Heatmap plots of a matrix of cell by variant data will show how cells cluster into subpopulations, and variants cluster by their shared evolutionary history. Convert the filtered read counts to a matrix of variant allele frequency. Black denotes cells with no data, instances where we failed to sequence reads for a variant in the given cell. Note the block structure due to the clonal populations with shared variants. However, also note that within each block there is a considerable amount of noise with many variants having a lower than expected VAF. This is very likely the results of allelic dropout.

Note there appears to be a poor quality position at chr11_48347394, in the middle of the heatmap.

It can be instructive to also plot total read count as this gives an approximate estimate of total copy number. Try to identify the variants in regions of low copy number that are also homozygous (VAF 1) as determined from the plot above.

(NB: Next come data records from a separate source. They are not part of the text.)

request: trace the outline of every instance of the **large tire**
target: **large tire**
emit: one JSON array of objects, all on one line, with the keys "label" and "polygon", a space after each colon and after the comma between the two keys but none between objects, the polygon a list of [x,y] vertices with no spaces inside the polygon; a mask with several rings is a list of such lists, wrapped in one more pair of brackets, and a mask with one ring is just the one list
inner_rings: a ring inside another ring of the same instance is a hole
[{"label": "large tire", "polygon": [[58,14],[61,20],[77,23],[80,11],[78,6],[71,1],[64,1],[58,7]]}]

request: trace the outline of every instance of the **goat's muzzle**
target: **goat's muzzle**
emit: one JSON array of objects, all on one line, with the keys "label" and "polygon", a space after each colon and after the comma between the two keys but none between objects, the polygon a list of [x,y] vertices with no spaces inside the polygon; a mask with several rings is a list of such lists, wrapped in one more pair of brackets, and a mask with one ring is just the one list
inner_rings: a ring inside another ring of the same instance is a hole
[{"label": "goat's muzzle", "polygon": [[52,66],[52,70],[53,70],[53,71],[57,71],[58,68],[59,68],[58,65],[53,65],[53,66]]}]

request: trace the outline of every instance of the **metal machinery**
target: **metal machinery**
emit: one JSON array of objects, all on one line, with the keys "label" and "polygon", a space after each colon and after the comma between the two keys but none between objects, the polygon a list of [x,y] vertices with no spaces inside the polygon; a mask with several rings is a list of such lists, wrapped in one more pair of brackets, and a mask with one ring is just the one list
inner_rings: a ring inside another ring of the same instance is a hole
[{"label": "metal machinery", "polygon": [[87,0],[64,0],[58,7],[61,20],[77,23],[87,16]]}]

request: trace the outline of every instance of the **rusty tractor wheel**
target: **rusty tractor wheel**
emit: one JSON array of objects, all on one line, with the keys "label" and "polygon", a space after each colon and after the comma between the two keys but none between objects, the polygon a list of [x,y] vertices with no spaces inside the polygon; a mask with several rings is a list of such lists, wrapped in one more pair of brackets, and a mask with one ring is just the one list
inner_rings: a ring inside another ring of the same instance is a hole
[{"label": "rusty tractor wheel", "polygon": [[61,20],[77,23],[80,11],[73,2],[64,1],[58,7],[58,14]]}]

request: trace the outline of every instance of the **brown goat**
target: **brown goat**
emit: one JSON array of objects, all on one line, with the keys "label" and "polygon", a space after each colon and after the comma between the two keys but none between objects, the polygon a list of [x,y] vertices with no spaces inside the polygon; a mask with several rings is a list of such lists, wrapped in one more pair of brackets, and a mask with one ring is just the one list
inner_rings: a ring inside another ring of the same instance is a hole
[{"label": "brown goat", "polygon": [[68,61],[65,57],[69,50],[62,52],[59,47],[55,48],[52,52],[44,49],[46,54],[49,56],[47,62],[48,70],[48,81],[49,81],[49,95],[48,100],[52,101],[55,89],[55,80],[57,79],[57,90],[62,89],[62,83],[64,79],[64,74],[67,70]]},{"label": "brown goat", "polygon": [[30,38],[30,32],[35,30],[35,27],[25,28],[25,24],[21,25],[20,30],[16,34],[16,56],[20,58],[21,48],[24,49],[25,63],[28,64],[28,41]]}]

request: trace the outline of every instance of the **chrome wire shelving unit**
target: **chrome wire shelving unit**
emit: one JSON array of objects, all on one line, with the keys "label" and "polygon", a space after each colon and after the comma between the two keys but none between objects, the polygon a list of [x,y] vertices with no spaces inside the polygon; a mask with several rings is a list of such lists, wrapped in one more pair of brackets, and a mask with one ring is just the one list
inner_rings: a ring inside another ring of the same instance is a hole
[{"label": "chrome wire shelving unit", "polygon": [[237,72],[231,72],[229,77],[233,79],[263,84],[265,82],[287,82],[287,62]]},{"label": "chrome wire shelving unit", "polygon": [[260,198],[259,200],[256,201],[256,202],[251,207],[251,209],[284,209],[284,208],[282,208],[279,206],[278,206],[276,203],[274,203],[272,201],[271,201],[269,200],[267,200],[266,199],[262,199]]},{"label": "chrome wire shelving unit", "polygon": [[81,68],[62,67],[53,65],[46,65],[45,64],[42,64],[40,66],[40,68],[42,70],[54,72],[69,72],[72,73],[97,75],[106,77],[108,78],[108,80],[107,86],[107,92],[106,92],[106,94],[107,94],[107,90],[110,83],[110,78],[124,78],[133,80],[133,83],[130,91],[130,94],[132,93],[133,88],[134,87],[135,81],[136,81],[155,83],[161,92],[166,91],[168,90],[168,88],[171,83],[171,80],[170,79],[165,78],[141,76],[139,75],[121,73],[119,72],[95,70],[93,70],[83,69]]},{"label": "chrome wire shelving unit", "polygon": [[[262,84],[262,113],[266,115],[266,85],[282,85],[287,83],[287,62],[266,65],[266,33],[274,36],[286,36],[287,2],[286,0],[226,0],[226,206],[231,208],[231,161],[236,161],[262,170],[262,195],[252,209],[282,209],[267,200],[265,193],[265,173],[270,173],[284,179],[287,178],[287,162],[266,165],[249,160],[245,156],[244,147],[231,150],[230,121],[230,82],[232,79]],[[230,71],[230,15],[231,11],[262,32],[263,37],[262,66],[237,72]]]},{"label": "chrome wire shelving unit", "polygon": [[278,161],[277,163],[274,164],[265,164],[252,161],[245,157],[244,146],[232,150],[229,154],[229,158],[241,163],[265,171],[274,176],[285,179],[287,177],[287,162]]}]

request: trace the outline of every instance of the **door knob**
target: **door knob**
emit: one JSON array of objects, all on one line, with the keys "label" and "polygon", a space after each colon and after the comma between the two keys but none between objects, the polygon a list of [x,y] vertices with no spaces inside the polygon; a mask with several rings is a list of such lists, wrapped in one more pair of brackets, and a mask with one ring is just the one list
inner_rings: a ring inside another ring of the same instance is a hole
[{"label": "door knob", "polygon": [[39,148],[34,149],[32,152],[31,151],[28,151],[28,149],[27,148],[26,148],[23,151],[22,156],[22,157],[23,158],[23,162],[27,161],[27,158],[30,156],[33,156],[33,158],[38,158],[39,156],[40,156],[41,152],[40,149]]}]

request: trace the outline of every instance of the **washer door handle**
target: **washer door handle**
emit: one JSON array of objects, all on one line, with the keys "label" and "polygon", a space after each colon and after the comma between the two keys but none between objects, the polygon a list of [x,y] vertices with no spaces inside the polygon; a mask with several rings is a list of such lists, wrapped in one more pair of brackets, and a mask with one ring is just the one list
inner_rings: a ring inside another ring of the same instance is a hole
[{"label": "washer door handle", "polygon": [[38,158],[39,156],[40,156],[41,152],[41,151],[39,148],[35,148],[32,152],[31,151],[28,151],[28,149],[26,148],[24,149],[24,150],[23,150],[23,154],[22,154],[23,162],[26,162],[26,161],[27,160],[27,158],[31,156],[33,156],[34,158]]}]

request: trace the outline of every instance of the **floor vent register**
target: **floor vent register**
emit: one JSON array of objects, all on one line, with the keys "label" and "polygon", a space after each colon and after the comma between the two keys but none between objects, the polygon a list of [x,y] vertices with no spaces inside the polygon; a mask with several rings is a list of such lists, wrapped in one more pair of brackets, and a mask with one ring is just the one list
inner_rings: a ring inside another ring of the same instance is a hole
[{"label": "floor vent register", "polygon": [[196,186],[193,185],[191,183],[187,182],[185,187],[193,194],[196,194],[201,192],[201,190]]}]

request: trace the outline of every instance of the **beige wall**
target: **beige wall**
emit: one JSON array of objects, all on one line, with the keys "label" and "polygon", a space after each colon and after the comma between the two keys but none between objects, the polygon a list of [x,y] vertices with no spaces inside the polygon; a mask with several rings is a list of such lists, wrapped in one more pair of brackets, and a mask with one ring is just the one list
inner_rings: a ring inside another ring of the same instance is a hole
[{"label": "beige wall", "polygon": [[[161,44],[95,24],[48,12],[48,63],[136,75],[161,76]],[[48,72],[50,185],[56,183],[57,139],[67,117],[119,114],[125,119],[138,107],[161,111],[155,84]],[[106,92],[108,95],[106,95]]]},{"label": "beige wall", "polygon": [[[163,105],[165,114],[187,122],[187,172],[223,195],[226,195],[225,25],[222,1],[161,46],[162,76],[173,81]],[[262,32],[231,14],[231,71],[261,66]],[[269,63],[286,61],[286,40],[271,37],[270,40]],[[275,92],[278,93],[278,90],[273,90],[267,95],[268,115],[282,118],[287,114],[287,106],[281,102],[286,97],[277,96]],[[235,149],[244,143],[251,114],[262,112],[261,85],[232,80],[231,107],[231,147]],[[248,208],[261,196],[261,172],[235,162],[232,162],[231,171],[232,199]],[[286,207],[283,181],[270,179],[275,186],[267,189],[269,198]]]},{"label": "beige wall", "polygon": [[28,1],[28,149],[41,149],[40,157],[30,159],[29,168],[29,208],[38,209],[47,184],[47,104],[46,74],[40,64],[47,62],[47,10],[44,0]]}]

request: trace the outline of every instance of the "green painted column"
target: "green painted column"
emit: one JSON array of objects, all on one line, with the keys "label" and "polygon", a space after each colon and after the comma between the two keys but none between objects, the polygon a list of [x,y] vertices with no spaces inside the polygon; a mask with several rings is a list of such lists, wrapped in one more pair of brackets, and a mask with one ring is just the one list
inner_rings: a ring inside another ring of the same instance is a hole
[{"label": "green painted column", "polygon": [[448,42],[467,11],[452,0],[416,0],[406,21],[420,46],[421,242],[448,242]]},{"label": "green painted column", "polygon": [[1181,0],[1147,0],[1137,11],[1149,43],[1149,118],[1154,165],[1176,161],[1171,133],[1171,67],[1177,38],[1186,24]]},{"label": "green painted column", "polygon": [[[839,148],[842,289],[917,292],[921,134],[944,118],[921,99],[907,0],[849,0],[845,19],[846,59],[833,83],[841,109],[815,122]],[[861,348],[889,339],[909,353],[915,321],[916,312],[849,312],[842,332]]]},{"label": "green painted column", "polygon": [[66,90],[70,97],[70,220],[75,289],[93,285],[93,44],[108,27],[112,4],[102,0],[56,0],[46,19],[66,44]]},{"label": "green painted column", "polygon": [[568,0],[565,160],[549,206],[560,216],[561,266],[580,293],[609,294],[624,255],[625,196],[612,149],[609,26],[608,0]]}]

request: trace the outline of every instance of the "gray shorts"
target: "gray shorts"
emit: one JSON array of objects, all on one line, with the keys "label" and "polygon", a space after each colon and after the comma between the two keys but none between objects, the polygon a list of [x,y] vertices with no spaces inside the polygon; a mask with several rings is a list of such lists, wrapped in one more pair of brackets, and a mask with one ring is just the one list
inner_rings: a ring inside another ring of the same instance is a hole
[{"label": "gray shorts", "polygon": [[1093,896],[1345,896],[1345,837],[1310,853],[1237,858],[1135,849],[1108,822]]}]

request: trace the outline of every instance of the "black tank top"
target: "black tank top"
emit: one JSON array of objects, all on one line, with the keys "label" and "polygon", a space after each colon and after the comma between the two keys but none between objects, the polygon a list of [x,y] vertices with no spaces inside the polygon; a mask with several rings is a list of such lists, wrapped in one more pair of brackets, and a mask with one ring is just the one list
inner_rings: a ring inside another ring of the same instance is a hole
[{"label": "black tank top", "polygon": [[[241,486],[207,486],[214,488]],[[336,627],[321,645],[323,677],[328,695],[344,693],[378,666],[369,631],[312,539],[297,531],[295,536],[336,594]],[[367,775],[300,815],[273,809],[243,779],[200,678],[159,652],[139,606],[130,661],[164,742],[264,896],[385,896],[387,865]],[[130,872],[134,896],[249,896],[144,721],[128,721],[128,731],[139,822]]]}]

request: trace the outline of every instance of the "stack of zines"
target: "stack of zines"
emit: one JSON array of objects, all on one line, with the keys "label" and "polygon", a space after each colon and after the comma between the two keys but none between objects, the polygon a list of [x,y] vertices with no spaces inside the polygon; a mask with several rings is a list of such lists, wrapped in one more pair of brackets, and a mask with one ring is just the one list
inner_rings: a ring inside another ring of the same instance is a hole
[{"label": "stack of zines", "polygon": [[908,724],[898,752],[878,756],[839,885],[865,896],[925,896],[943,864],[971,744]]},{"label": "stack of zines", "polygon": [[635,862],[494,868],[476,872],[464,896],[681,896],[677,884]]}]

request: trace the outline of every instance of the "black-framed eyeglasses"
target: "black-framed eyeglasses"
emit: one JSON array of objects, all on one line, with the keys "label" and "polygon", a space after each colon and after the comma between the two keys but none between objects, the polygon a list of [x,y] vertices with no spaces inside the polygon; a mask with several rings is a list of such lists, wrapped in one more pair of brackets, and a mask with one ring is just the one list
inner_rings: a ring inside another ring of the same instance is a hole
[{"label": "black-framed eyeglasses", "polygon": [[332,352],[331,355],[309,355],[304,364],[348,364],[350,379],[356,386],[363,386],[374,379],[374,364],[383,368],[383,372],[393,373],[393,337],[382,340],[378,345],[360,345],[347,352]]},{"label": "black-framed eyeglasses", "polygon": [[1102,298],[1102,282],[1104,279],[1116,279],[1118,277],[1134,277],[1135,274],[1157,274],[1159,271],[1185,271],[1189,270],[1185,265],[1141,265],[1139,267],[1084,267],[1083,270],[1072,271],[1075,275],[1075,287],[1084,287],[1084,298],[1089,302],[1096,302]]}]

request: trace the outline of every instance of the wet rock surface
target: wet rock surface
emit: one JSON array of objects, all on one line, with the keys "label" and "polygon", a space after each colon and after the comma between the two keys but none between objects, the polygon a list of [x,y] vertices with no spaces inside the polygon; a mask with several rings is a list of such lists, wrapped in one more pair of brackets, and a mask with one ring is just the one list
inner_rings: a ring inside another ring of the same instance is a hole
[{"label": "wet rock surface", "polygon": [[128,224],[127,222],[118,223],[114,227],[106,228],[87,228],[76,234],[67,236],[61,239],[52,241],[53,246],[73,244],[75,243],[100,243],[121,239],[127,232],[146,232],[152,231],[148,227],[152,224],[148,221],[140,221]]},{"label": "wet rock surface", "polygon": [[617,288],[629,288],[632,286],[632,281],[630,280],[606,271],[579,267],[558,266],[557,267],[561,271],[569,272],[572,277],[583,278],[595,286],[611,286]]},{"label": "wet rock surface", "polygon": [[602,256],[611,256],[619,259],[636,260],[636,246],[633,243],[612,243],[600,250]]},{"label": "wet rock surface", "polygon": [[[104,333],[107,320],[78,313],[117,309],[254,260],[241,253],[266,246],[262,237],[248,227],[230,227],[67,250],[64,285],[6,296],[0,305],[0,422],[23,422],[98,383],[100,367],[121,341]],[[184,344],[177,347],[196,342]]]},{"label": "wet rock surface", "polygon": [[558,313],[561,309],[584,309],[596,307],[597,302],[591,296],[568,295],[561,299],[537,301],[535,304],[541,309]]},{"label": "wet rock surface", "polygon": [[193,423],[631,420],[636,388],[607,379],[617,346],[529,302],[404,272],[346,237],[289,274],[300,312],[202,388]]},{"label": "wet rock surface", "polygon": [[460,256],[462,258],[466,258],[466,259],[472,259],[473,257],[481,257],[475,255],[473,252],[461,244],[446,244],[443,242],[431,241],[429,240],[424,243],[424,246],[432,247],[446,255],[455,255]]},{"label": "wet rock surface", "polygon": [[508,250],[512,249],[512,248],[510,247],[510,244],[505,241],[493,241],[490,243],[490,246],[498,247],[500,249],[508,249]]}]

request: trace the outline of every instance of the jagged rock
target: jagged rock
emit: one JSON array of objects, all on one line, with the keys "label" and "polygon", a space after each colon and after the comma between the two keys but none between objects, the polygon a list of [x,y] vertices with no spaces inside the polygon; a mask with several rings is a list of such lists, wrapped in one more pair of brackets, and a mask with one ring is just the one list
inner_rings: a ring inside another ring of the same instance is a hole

## The automatically generated colors map from the 1^st and 99^th of the values in the matrix. There are outliers
## in the matrix whose patterns might be hidden by this color mapping. You can manually set the color to `col`
## argument.
## 
## Use `suppressMessages()` to turn off this message.

3.6 SCIΦ Phylogeny

SCIΦ is a method for jointly calling mutations in individual cells and estimating the phylogeny relating those cells. The method uses MCMC sampling to genotype mutations and predict a tree and is robust to high drop-out and missing data. The input to SCIΦ is an mpileup file produced by samtools. SCIΦ has been run for you on the Patient 3 data. The output os a tree in dot format, a vcf of mutation genotypes per cell and a table of posterior genotype probabilities per cell per mutation.

Some wrangling was required to convert from dot format to a format that can be read by R (newick). Read in the resulting newick file and plot using ggtree. Note that the tree has no branch length information as this is not part of the SCIΦ model.

We will plot the predicted tree together with the heatmap. To do so we will have to reorder the columns of the heatmap to coincide with the order of the leaves of the tree. The matrix has columns labeled by cell_id. The tree has nodes labeled by a node label. We will need to create a mapping between these two. A table of node information will help as it contains cell ids for nodes that are leaves. Read in a table of node information, extract a node to cell mapping and use that to create a cell_id ordering that matches the tree.

## 
## ── Column specification ────────────────────────────────────────────────────────────────────────────────────────────────────
## cols(
##   node = col_double(),
##   style = col_character(),
##   fillcolor = col_character(),
##   label = col_character(),
##   shape = col_character(),
##   is_leaf = col_logical(),
##   cell_id = col_character()
## )

The tree contains all cells, thus we will use the full dataset to construct a matrix for the heatmap. Re-order the columns of the matrix according to the tree, then use the tree dendrogram object in our call to ComplexHeatmap::Heatmap. Look for noteable differences from the hierarchical clustering dendrogram above.